Step 4: Check zero and span again
Many positioners have interactive Zero and Span controls. This step will help ensure proper valve position adjustment.

Repeat Step 2 and Step 3.

Step 5: Linearity check

For valves with linear action, linearity can be checked by setting the Fluke 725 Ex calibrator to 4 mA and stepping current to 12 mA (50 %) while observing valve travel. If your valve is of a nonlinear type, refer to the valve manual for proper operational checks.

Step 6: Stroking the valve

Checking for smooth valve operation is easy to accomplish using the Slow Ramp function of the Fluke 725 Ex calibrator.

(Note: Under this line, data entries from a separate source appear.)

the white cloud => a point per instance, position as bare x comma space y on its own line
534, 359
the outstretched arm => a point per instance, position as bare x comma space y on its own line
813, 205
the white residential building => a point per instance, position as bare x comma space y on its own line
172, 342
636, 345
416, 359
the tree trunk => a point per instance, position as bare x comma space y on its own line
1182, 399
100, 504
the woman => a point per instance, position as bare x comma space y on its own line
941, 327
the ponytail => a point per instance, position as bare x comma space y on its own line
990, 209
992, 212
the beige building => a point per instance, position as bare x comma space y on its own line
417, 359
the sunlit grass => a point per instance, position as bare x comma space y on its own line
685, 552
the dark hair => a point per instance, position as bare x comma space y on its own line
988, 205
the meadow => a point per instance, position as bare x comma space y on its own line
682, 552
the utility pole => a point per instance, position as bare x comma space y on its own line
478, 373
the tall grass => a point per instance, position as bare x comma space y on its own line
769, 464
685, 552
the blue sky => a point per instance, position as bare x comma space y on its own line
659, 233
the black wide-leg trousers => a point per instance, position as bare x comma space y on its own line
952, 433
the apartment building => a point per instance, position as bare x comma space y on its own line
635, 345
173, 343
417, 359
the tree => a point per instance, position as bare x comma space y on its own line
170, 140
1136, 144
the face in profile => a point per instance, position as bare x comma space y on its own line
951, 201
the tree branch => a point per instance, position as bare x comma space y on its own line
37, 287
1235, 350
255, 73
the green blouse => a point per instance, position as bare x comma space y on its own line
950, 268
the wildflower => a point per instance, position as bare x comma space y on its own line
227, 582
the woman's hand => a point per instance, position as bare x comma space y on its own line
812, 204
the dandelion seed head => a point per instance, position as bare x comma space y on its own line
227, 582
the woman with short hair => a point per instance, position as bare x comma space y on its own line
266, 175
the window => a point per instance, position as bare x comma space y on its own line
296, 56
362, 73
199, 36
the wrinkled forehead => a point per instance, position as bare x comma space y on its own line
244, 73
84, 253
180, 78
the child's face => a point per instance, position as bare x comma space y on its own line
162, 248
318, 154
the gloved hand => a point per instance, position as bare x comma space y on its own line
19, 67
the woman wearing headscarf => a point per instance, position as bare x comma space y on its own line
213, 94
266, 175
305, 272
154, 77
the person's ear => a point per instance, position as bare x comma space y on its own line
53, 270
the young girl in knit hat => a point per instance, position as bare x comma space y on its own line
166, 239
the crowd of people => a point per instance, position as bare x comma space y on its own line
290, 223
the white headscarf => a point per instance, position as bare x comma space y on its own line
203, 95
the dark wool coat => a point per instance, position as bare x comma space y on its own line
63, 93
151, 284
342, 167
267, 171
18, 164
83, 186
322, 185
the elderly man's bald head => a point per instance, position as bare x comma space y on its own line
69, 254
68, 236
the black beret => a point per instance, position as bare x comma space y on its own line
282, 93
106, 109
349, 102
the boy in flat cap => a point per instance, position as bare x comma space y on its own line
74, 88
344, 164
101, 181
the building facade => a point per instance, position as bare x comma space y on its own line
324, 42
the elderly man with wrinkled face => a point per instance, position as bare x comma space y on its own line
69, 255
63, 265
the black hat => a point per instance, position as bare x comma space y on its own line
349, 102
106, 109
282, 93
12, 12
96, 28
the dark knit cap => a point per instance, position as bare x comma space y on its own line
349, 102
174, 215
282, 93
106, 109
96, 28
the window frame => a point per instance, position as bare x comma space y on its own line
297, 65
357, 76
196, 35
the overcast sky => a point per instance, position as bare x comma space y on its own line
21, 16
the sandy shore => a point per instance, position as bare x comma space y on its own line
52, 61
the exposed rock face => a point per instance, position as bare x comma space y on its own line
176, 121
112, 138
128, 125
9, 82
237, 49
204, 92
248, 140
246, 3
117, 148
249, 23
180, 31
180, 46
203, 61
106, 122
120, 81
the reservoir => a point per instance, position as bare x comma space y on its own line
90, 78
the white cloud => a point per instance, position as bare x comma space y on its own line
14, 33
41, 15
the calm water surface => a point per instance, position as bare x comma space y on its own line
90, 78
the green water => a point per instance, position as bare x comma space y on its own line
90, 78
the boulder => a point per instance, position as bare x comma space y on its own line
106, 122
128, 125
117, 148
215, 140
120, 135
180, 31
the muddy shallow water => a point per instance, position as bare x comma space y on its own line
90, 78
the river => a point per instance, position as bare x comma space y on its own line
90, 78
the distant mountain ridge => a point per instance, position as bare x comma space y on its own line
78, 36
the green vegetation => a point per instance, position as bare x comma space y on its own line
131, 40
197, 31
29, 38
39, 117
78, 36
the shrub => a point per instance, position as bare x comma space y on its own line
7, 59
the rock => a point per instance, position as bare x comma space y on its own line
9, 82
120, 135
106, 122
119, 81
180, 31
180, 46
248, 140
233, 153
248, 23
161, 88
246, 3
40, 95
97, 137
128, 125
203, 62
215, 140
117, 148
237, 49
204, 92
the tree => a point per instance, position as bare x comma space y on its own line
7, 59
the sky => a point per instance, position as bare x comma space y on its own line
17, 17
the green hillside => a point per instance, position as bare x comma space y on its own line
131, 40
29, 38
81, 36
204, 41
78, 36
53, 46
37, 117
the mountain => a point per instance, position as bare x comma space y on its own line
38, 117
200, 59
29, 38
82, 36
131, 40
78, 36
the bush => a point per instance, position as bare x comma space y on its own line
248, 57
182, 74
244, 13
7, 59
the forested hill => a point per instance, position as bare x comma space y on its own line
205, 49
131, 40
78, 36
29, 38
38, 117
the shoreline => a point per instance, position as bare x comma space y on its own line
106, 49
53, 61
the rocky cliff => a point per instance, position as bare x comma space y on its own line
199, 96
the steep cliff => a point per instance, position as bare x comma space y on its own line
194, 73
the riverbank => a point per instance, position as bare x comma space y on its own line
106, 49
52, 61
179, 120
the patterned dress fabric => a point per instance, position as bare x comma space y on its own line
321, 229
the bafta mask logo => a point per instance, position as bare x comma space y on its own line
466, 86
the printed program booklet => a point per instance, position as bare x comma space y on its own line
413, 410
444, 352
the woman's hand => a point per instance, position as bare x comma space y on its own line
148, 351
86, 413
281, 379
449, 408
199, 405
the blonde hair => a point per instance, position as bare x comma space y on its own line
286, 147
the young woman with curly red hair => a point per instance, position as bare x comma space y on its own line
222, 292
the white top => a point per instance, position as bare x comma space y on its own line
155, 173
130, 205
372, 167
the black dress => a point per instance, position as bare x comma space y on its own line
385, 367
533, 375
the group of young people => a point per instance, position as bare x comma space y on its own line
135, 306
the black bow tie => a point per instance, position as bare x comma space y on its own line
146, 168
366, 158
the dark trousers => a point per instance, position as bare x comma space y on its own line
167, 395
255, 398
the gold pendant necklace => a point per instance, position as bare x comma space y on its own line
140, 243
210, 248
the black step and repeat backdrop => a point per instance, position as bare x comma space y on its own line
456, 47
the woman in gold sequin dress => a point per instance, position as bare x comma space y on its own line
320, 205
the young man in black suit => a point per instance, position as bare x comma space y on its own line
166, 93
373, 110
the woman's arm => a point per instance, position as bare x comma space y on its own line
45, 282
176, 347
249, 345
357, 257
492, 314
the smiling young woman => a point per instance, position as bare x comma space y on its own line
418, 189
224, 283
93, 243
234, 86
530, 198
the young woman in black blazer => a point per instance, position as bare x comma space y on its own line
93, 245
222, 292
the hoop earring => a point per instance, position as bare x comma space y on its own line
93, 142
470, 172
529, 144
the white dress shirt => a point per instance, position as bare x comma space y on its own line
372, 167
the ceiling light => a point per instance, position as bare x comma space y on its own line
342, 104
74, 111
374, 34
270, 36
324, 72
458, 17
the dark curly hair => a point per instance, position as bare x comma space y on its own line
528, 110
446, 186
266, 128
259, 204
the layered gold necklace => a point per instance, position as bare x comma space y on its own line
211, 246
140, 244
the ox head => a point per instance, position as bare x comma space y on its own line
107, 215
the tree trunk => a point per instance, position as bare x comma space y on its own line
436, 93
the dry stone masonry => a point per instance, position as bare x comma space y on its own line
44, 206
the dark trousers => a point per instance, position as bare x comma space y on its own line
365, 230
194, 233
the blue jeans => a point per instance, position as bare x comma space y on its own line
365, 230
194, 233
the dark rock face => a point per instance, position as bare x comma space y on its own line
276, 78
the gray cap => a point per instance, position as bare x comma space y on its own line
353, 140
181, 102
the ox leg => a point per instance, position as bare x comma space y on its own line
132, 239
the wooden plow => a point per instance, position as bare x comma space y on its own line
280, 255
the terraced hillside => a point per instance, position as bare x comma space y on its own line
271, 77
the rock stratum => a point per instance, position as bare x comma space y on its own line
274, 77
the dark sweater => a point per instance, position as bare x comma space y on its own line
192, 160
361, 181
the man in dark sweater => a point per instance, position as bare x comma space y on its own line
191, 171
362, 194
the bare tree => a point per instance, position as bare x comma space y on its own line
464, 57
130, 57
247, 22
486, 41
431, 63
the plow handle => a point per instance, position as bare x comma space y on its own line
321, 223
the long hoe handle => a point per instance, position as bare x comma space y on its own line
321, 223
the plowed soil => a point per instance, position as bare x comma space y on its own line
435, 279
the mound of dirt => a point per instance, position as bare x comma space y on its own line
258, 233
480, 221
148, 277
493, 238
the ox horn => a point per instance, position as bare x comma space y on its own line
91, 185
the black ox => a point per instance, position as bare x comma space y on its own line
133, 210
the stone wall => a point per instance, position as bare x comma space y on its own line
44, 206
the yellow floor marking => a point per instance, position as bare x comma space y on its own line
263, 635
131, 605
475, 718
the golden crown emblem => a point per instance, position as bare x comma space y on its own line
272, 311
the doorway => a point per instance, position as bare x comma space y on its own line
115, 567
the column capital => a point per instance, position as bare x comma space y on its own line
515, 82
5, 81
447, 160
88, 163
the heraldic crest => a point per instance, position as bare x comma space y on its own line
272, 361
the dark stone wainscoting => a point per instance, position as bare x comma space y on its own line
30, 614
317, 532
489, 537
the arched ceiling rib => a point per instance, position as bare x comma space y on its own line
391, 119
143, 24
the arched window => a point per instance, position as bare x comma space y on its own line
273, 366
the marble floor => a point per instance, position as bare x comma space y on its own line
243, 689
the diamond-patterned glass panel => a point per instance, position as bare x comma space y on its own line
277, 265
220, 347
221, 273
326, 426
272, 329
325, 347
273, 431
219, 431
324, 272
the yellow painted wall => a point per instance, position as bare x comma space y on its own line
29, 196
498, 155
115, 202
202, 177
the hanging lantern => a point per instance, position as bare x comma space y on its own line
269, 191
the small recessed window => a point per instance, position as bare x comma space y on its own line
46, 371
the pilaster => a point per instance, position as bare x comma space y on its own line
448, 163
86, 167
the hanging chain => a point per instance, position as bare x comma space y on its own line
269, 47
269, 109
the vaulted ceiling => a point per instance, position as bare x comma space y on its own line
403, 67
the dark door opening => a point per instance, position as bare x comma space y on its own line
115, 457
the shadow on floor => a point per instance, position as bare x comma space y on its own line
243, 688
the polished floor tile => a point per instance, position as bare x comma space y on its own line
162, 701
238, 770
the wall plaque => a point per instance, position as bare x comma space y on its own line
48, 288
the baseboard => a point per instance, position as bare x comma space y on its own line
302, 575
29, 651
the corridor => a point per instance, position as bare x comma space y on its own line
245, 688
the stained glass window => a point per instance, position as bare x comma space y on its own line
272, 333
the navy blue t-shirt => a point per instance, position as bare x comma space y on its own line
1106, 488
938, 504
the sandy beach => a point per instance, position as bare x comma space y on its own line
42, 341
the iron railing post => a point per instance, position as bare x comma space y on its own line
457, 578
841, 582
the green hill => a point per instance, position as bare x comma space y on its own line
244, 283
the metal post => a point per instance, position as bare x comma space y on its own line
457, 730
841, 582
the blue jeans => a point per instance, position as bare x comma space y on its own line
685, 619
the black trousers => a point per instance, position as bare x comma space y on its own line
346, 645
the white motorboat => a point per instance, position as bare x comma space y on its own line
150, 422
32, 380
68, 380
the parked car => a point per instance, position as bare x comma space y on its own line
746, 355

• Set the Fluke 725 Ex calibrator to mA source mode and select the Slow Ramp function (^) by depressing the 25 % and 0-100 % buttons simultaneously.
• Allow the Fluke 725 Ex calibrator to ramp through several cycles while watching or feeling for any abnormal operation of the valve such as sticking in one position momentarily or erratic movement.

Summary

Calibrating process loops is an essential part of regular plant maintenance made all the more difficult in potentially explosive environments. Using intrinsically safe tools and the proper procedures to safeguard the working area minimizes the risks involved.